Maine woman helps police by recording ex-husbands confession
A local woman was in a Florida courtroom Wednesday hoping to see her ex-husband put behind bars.
It's a story that starts in Bangor and ends in Daytona, Florida.
Deborah Jones says, "May 14th, 2011 was the starting date of when he walked through the door and told me what had happened and my life fell apart."
Deborah Jones met Gerard Pepin online in 2005.
She says, "Instantly he was quite the gentleman."
At the time Pepin worked as an alcohol and drug counselor at his practice, Nova Counseling in Bangor.
In 2005 he was accused of crossing ethical boundaries with a client after hiring her as his secretary.
The client, who wishes to remain anonymous, tells us they had been friends for years before Pepin threatened to lie about her and exploited her.
She says, "He said if you won't date me and you won't provide sexual favors, I'm going to call the state on you and I'm going to have the kids removed."
The client says she felt trapped, "Everybody looked up to Gerard. Gerard did no wrong. Gerard walked on water. If he calls the state they're going to take my kids away because who are they going to believe me or him."
While the client lived in fear, Pepin and Jones moved to Florida and were married happily until one day in 2011.
Jones says, "When he came home he was white as a ghost and I said, 'What's the matter?' He said, 'I'm in lots of trouble."
According to an affidavit, while working in Daytona as a psychotherapist with the Salvation Army, Pepin had blackmailed a client into performing oral sex.
Jones says that the anonymous client reached out to her telling her story. Jones knew she had to do something so she called the Daytona Police.
She says, "I'm willing to sing like a canary.' I said, 'He had confessed to me and I'd like to try to help put him away so he doesn't continue hurting people.'"
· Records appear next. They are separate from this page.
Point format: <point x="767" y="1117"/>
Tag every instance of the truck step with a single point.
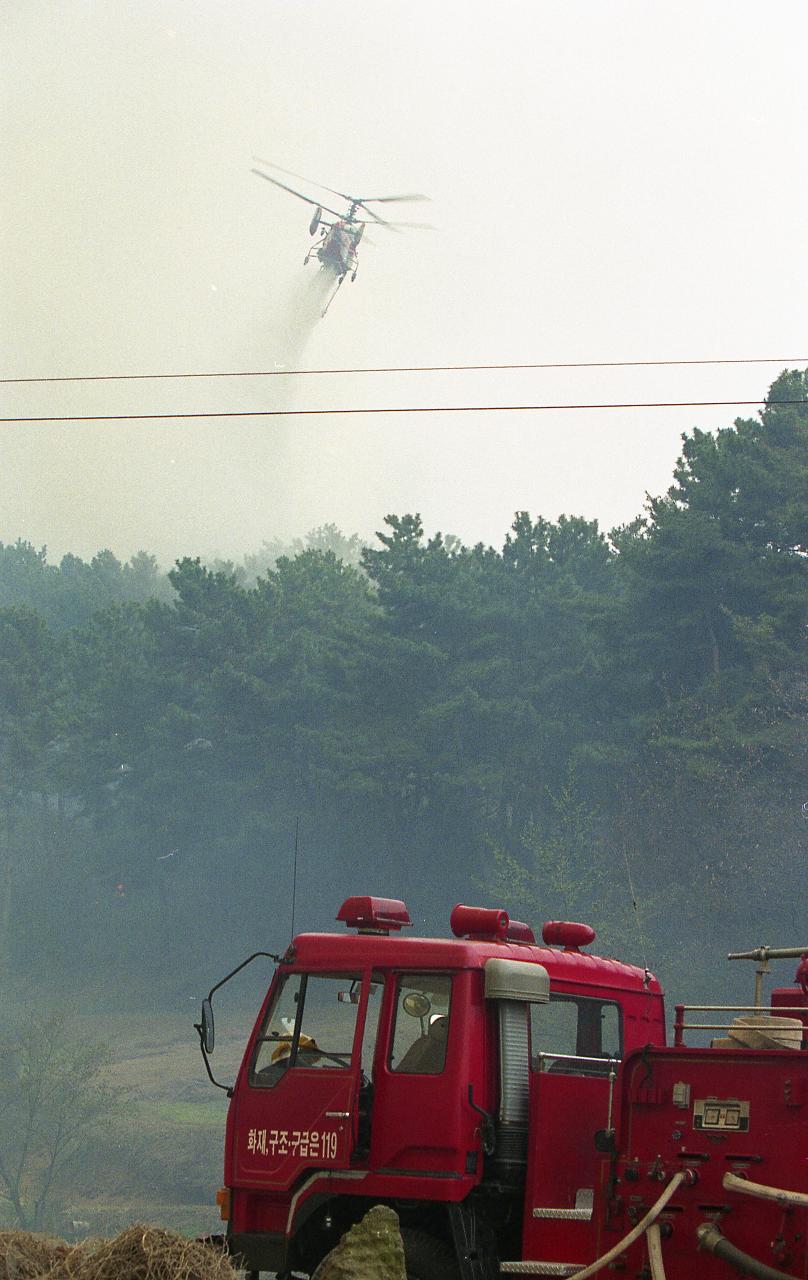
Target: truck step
<point x="565" y="1215"/>
<point x="542" y="1269"/>
<point x="584" y="1201"/>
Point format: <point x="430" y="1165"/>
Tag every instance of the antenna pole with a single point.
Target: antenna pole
<point x="295" y="871"/>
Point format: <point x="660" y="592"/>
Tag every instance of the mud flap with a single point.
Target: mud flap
<point x="475" y="1256"/>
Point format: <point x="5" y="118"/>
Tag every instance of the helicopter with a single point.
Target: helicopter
<point x="337" y="248"/>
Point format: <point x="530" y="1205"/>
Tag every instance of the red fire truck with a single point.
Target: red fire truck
<point x="519" y="1107"/>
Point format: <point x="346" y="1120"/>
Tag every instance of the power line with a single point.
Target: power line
<point x="404" y="369"/>
<point x="397" y="408"/>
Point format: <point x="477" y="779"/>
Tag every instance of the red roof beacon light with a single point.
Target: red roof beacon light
<point x="567" y="935"/>
<point x="374" y="914"/>
<point x="489" y="924"/>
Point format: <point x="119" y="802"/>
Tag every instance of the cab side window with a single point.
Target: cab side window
<point x="571" y="1029"/>
<point x="311" y="1024"/>
<point x="421" y="1024"/>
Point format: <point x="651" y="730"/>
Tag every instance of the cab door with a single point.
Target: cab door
<point x="297" y="1106"/>
<point x="421" y="1119"/>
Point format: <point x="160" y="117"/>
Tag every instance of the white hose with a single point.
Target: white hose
<point x="634" y="1234"/>
<point x="733" y="1183"/>
<point x="654" y="1252"/>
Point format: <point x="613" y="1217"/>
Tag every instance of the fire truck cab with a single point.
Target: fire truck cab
<point x="460" y="1080"/>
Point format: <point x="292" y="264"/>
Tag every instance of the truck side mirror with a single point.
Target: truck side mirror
<point x="206" y="1029"/>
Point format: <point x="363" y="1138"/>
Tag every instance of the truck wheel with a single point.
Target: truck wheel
<point x="428" y="1257"/>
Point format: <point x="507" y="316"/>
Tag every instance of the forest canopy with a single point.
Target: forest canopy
<point x="602" y="727"/>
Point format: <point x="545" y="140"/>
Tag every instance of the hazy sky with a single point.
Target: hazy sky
<point x="615" y="179"/>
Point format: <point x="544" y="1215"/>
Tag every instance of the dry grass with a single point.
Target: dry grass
<point x="137" y="1253"/>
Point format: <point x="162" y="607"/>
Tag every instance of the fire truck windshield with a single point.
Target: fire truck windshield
<point x="310" y="1024"/>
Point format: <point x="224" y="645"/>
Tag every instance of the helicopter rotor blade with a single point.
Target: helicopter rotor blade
<point x="300" y="195"/>
<point x="420" y="227"/>
<point x="386" y="200"/>
<point x="300" y="177"/>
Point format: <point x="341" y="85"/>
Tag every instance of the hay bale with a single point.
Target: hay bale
<point x="24" y="1255"/>
<point x="370" y="1251"/>
<point x="138" y="1253"/>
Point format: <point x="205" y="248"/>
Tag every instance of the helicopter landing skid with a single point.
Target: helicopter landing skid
<point x="333" y="295"/>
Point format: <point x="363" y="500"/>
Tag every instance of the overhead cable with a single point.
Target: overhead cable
<point x="397" y="408"/>
<point x="405" y="369"/>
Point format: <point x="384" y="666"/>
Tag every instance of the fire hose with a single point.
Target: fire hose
<point x="712" y="1239"/>
<point x="634" y="1234"/>
<point x="797" y="1200"/>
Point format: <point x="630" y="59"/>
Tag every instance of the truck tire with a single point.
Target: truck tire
<point x="427" y="1257"/>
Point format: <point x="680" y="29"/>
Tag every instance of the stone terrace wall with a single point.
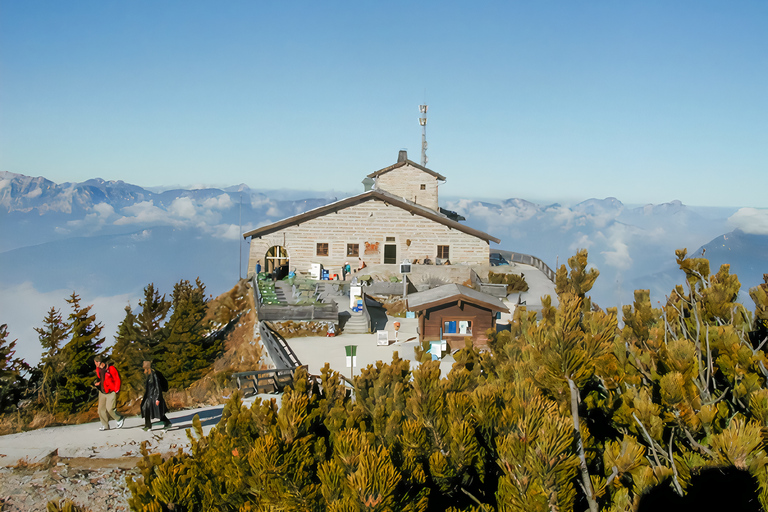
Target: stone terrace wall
<point x="368" y="225"/>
Jones worked with police for a year and a half as an informant, having conversations with Pepin eventually recording his confession.
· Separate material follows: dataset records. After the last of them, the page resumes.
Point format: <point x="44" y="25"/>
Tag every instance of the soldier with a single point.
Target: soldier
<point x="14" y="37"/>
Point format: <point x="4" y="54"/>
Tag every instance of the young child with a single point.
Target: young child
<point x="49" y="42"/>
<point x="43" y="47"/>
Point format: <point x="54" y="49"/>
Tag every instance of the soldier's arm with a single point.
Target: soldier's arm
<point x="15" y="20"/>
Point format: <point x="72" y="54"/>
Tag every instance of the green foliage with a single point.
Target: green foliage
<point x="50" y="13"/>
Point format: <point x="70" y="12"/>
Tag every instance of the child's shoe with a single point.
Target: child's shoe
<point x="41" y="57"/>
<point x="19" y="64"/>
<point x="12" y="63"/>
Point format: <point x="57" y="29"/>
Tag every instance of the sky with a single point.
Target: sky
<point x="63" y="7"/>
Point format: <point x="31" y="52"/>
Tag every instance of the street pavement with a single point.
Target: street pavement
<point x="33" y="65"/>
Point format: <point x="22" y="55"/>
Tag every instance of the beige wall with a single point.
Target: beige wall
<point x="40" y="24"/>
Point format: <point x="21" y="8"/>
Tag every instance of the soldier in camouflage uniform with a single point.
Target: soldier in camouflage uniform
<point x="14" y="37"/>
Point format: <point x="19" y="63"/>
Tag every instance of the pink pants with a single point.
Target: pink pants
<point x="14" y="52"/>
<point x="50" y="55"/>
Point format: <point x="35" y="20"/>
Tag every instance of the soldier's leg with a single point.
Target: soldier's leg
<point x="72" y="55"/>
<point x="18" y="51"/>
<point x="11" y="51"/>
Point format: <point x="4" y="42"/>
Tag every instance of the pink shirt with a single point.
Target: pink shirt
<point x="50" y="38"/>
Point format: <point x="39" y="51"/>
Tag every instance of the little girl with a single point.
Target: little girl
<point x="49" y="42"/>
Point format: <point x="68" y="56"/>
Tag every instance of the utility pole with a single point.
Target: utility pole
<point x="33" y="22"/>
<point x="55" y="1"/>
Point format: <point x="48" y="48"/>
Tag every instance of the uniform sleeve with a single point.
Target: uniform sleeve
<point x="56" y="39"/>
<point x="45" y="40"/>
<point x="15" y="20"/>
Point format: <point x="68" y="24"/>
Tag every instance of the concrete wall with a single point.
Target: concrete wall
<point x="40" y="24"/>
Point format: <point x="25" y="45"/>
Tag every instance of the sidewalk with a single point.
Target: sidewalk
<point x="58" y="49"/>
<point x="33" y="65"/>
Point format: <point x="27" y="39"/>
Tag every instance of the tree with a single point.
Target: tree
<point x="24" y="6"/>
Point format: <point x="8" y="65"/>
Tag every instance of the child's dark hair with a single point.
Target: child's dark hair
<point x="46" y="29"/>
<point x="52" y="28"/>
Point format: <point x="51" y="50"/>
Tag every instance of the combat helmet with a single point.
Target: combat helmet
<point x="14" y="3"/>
She says, "I held that digital recorder in my hand and I said, 'Oh my God. I have his life in my hands.'"
Jones was feeling an end to her ordeal was near, then the story took a bizarre twist.
Pepin was involved in a double suicide attempt. His new wife died when he ran their car off the road on purpose. He survived and would plead guilty to vehicular homicide.
Pepin was sentenced to five years in prison for that crime then extradited back to Daytona where a plea agreement was denied by a judge Wednesday.
Jones says, "Plea bargains, they never get what they deserve."
As the case continues, Jones says she's slowly getting her life back together and is working on a book about her ordeal.
She says, "If even just one person each day is empowered to speak up, it's worth it."